Supracondylar Humerus Fracture

  • Snapshot
    • An 7-year-old girl falls from a jungle gym and lands on her outstretched left hand. She develops immediate-onset left elbow pain and swelling. On exam, her arm is held in 30 degrees of extension and she is unable to move her elbow due to pain. A radiograph is shown and demonstrate a dorsally displaced supracondylar humerus fracture.
  • Introduction
    • Clinical definition
      • fracture of the distal humerus proximal to the medial and lateral condyles
  • Epidemiology
    • Incidence
      • most common pediatric elbow fracture
      • accounts for 41% of all serious pediatric elbow injuries
      • extension type injury most common (95-98%)
    • Demographics
      • children aged 5-7 years of age
      • rare in adults
      • males and females equally likely
  • Etiology
    • Accidental trauma (e.g., fall from moderate height)

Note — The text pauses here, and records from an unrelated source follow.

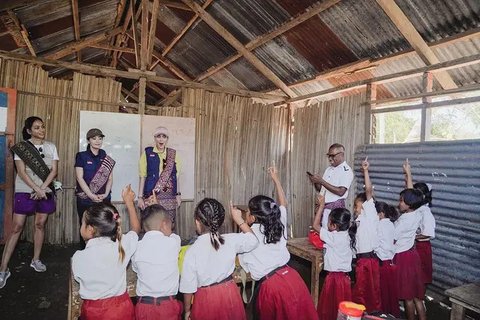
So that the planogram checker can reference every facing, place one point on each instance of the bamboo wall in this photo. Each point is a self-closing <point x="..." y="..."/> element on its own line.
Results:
<point x="315" y="129"/>
<point x="62" y="122"/>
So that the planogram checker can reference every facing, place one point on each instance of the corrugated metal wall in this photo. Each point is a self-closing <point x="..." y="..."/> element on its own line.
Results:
<point x="315" y="129"/>
<point x="453" y="169"/>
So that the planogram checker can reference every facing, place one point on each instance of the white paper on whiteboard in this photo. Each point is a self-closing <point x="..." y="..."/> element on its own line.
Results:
<point x="121" y="142"/>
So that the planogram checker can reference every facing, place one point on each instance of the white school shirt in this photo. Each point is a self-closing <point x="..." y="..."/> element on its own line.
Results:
<point x="338" y="253"/>
<point x="266" y="257"/>
<point x="98" y="269"/>
<point x="386" y="247"/>
<point x="367" y="222"/>
<point x="51" y="154"/>
<point x="427" y="223"/>
<point x="203" y="265"/>
<point x="405" y="230"/>
<point x="156" y="264"/>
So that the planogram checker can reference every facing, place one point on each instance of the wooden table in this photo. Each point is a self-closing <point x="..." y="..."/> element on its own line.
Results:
<point x="464" y="297"/>
<point x="302" y="248"/>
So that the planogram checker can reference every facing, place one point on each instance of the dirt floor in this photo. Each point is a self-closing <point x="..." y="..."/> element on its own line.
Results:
<point x="31" y="295"/>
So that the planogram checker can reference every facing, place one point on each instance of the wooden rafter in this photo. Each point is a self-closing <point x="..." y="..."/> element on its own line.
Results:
<point x="78" y="45"/>
<point x="22" y="31"/>
<point x="259" y="65"/>
<point x="405" y="26"/>
<point x="255" y="43"/>
<point x="184" y="30"/>
<point x="76" y="26"/>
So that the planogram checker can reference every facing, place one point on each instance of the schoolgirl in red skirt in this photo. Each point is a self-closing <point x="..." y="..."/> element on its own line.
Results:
<point x="281" y="293"/>
<point x="103" y="285"/>
<point x="385" y="253"/>
<point x="209" y="263"/>
<point x="366" y="290"/>
<point x="339" y="243"/>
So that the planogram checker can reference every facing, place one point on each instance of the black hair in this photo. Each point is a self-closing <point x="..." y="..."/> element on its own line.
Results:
<point x="389" y="211"/>
<point x="151" y="211"/>
<point x="104" y="218"/>
<point x="28" y="126"/>
<point x="427" y="193"/>
<point x="211" y="214"/>
<point x="412" y="198"/>
<point x="342" y="219"/>
<point x="267" y="213"/>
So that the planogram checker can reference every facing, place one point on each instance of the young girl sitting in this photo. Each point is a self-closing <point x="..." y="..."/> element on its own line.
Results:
<point x="366" y="290"/>
<point x="385" y="253"/>
<point x="209" y="263"/>
<point x="339" y="241"/>
<point x="101" y="267"/>
<point x="280" y="292"/>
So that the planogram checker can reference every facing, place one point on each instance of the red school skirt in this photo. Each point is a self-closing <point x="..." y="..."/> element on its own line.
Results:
<point x="218" y="302"/>
<point x="424" y="249"/>
<point x="152" y="309"/>
<point x="409" y="275"/>
<point x="389" y="288"/>
<point x="283" y="296"/>
<point x="366" y="290"/>
<point x="336" y="288"/>
<point x="114" y="308"/>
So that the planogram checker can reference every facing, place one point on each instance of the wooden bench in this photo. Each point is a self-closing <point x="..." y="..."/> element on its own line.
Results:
<point x="302" y="248"/>
<point x="464" y="297"/>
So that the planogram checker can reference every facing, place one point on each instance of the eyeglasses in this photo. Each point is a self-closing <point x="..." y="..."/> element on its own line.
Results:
<point x="331" y="156"/>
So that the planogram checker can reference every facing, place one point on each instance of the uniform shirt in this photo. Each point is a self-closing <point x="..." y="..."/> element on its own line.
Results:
<point x="427" y="223"/>
<point x="156" y="264"/>
<point x="51" y="154"/>
<point x="203" y="265"/>
<point x="386" y="247"/>
<point x="405" y="230"/>
<point x="367" y="221"/>
<point x="90" y="163"/>
<point x="338" y="253"/>
<point x="98" y="269"/>
<point x="339" y="176"/>
<point x="266" y="257"/>
<point x="163" y="156"/>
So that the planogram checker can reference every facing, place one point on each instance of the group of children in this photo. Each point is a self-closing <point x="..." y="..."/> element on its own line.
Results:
<point x="206" y="282"/>
<point x="392" y="252"/>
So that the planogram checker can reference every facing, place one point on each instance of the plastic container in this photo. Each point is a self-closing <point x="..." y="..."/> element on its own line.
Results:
<point x="348" y="310"/>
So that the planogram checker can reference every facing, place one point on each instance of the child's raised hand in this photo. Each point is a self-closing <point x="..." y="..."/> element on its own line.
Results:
<point x="365" y="164"/>
<point x="127" y="194"/>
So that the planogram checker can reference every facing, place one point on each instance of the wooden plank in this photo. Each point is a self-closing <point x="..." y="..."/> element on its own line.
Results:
<point x="255" y="43"/>
<point x="408" y="30"/>
<point x="76" y="26"/>
<point x="260" y="66"/>
<point x="112" y="72"/>
<point x="78" y="45"/>
<point x="184" y="30"/>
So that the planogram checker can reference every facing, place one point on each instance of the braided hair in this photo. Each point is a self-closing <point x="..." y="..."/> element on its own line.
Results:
<point x="211" y="214"/>
<point x="267" y="212"/>
<point x="106" y="222"/>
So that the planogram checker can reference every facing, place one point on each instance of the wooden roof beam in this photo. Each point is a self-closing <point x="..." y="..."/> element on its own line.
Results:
<point x="184" y="30"/>
<point x="405" y="26"/>
<point x="259" y="65"/>
<point x="76" y="26"/>
<point x="255" y="43"/>
<point x="78" y="45"/>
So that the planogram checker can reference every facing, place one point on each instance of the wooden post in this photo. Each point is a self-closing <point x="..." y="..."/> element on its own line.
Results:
<point x="371" y="96"/>
<point x="426" y="120"/>
<point x="141" y="95"/>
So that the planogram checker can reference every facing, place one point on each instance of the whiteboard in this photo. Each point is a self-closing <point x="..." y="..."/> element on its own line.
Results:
<point x="121" y="142"/>
<point x="181" y="138"/>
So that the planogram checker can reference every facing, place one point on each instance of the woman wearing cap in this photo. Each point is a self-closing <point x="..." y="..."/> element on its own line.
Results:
<point x="159" y="169"/>
<point x="94" y="172"/>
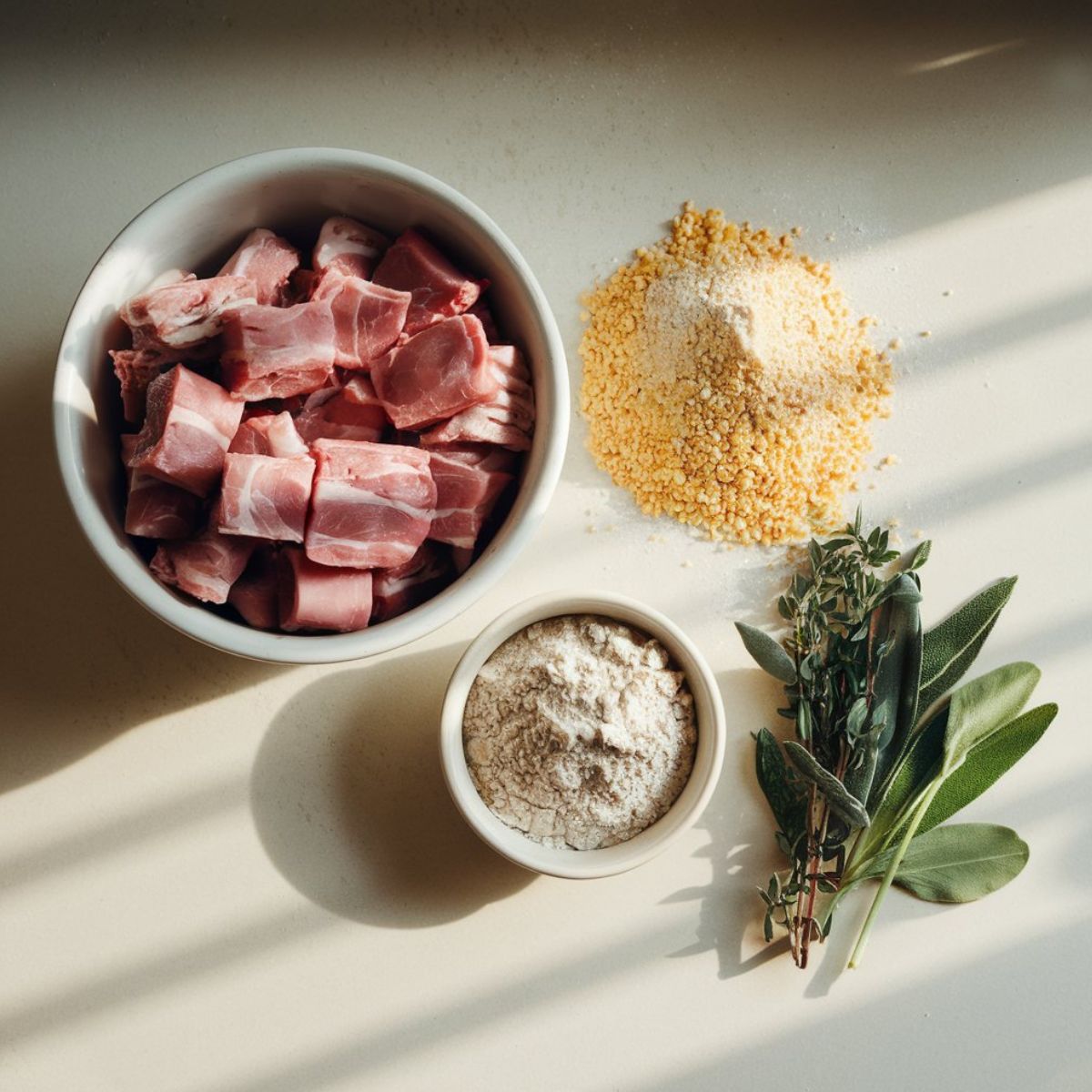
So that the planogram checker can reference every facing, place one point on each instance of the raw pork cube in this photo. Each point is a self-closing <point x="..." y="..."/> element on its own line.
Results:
<point x="276" y="352"/>
<point x="371" y="503"/>
<point x="266" y="260"/>
<point x="266" y="497"/>
<point x="186" y="312"/>
<point x="398" y="590"/>
<point x="348" y="247"/>
<point x="268" y="434"/>
<point x="316" y="596"/>
<point x="301" y="284"/>
<point x="352" y="413"/>
<point x="369" y="318"/>
<point x="153" y="508"/>
<point x="469" y="480"/>
<point x="205" y="567"/>
<point x="189" y="425"/>
<point x="507" y="419"/>
<point x="136" y="369"/>
<point x="255" y="593"/>
<point x="481" y="312"/>
<point x="440" y="289"/>
<point x="436" y="374"/>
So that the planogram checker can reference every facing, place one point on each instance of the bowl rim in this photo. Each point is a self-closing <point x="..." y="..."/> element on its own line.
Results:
<point x="709" y="757"/>
<point x="223" y="633"/>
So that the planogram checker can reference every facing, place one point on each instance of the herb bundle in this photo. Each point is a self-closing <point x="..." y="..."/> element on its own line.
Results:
<point x="885" y="752"/>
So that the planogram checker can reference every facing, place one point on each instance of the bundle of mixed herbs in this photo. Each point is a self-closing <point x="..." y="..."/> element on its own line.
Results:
<point x="885" y="751"/>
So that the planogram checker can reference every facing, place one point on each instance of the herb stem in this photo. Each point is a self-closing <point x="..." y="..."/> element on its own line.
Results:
<point x="893" y="871"/>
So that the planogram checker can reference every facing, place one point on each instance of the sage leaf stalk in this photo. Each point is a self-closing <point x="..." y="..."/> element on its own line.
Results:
<point x="842" y="803"/>
<point x="958" y="863"/>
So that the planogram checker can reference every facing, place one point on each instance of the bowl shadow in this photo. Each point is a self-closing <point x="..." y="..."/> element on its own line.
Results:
<point x="82" y="661"/>
<point x="349" y="803"/>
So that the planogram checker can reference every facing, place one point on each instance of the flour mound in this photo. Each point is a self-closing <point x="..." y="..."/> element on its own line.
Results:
<point x="579" y="732"/>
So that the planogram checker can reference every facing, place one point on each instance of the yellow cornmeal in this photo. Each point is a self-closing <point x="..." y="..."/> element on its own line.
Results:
<point x="727" y="385"/>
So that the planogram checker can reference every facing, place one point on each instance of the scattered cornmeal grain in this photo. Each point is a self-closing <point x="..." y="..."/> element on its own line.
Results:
<point x="727" y="385"/>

      • fall on outstretched hand
        • leads to an extension type injury
      • fall on posterior elbow
        • leads to a flexion type injury
    • Pathoanatomy
      • normal anatomy
        • humerus articulates with the radius and ulna at the elbow joint
        • medial and lateral condyles are located at the distal portion of the humerus
        • condyles represent the medial and lateral columns of the distal expansion of the humerus
        • supracondylar humerus is the part of the humerus just proximal to the medial and lateral condyles
      • fracture mechanics
        • in an extension type injury, the olecranon process is forced against the weaker metaphyseal bone of the supracondylar humerus
          • distal fracture fragment will be angulated and/or displaced posteriorly
          • accounts for 95-98% of supracondylar fractures
        • in a flexion type injury, a direct blow to the posterior elbow forces the distal condylar bone to displace anteriorly
          • distal fracture fragment will be angulated and/or displaced anteriorly
          • accounts for 2-5% of supracondylar fractures
      • Salter Harris classification - if through a growth plate
        • Type I: slipped growth plate
        • Type II: above the physis w/metaphysis fracture
        • Type III: below physis w/epiphysis fracture
        • Type IV: through the physis
        • Type V: crushed growth plate
    • Associated conditions
      • vascular
        • brachial artery can be damaged
      • neurapraxia
        • anterior interosseous nerve (AIN) neurapraxia
          • branch of median nerve
          • innervates flexor pollicis longus, pronator quadratus, and radial half of flexor digitorum profundus
          • most common neurapraxia in extension type fractures
        • radial nerve neurapraxia
          • second most common neurapraxia in extension type fractures
        • ulnar nerve neurapraxia
          • most common neurapraxia in flexion type fractures
  • Presentation
    • Symptoms
      • elbow pain and limited range of motion
    • Physical exam
      • inspection
        • gross deformity only in severe cases
        • swelling
        • ecchymosis
      • palpation
        • tender to palpation
      • motion
        • limited passive and active range of motion
      • neurologic exam
        • important to assess motor and sensory nerve function
          • AIN neurapraxia
            • inability to flex the interphalangeal joint of the thumb and the distal interphalangeal joint of the index finger (can't make A-OK sign)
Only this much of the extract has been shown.